O agroempresário croata-boliviano tem uma interessante história de vida. A família Marinković, originária da ilha de Brač, emigrou para a província boliviana de Santa Cruz em meados da década de 1950. Graças a um negócio agrícola de sucesso, entre outras coisas, a família se tornou uma das mais ricas e influentes da Bolívia.

A família Marinković possui quase 40 milhões de acres de terra e tem participação em um banco local extremamente significativo, o Banco Econômico. Branko é conhecido como o rei da soja e, ao longo dos anos, tem sido um adversário ferrenho das políticas de nacionalização e da postura política do governo Morales em relação à distribuição de terras. “A reforma agrária pode levar à guerra civil”, advertiu Marinković.

Em agosto de 2020, Jeanine Áñez nomeou Branko Marinković como Ministro do Planejamento. No entanto, em 28 de setembro, os ministros da Economia, Trabalho e Desenvolvimento Produtivo da Bolívia deixaram seus cargos após desentendimentos entre o ministro da Economia e o governo. No mesmo dia, Áñez nomeou rapidamente substitutos e Branko Marinkovic foi escolhido para assumir o ministério da Economia. Seu antecessor, Óscar Ortiz, saiu reclamando que não havia renunciado.

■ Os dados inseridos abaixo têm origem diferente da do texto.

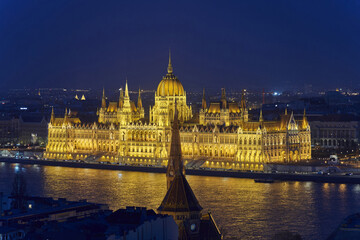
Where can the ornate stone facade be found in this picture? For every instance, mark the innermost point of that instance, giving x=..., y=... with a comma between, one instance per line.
x=224, y=137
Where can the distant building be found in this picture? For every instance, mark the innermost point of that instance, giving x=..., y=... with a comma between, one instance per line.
x=223, y=136
x=32, y=129
x=9, y=130
x=335, y=131
x=25, y=129
x=39, y=209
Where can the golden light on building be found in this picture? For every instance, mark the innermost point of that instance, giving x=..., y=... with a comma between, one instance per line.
x=223, y=136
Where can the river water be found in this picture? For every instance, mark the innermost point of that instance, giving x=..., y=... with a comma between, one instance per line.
x=242, y=208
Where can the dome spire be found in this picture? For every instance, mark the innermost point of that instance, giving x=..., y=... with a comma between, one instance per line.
x=170, y=66
x=103, y=100
x=126, y=90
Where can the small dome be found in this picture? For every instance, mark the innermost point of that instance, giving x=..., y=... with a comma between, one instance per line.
x=170, y=86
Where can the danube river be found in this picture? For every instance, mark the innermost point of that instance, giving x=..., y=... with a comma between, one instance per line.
x=243, y=209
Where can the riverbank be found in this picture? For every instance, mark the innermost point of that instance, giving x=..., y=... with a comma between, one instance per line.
x=336, y=178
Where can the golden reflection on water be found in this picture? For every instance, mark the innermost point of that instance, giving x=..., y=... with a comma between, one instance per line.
x=242, y=208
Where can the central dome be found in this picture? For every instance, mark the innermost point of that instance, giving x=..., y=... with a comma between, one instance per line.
x=170, y=85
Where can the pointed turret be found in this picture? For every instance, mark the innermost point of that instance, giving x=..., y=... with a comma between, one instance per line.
x=261, y=119
x=204, y=101
x=103, y=100
x=175, y=164
x=139, y=100
x=121, y=98
x=65, y=115
x=304, y=121
x=170, y=70
x=52, y=118
x=223, y=98
x=126, y=90
x=243, y=102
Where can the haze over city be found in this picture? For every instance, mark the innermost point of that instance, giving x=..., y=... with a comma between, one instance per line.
x=277, y=45
x=176, y=120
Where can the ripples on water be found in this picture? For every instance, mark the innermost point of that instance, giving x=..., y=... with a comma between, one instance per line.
x=242, y=208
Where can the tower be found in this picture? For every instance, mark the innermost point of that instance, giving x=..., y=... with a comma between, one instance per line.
x=52, y=118
x=103, y=99
x=139, y=100
x=121, y=98
x=203, y=105
x=175, y=163
x=223, y=98
x=180, y=201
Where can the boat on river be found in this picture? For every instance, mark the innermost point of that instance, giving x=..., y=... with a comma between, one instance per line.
x=264, y=180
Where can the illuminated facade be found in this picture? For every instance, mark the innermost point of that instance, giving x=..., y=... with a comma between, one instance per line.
x=224, y=137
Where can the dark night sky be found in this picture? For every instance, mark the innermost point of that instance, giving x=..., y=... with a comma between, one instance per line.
x=234, y=44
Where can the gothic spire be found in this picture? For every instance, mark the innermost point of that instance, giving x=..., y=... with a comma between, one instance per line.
x=139, y=100
x=261, y=119
x=170, y=70
x=175, y=164
x=103, y=100
x=126, y=90
x=223, y=98
x=204, y=100
x=304, y=123
x=52, y=118
x=66, y=114
x=243, y=103
x=121, y=98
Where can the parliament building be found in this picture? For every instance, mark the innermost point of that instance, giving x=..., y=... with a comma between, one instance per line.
x=222, y=137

Apenas nove dias antes do pleito eleitoral onde seu governo tinha pouca ou nenhuma chance de ganhar legitimamente, Marinković foi ao Fundo Monetário Internacional (FMI) para pegar um empréstimo de US$ 330 milhões.

Apoio diplomático

Outro grande amigo da família Bolsonaro é Luís Fernando Camacho, líder político de Santa Cruz de la Sierra, que também expressou profunda admiração pelo governo brasileiro. Em maio de 2019, Camacho divulgou um vídeo nas redes sociais em que afirmava ter pedido ao ex-chanceler brasileiro, Ernesto Araújo, ajuda para consultar a Comissão Interamericana de Direitos Humanos (CIDH) sobre a possibilidade de impedir a tentativa de Morales de ganhar um quarto mandato. Camacho também disse que havia se reunido com Araújo pedindo que o governo brasileiro realizasse uma consulta à CIDH da Organização dos Estados Americanos (OEA) contrária à Morales.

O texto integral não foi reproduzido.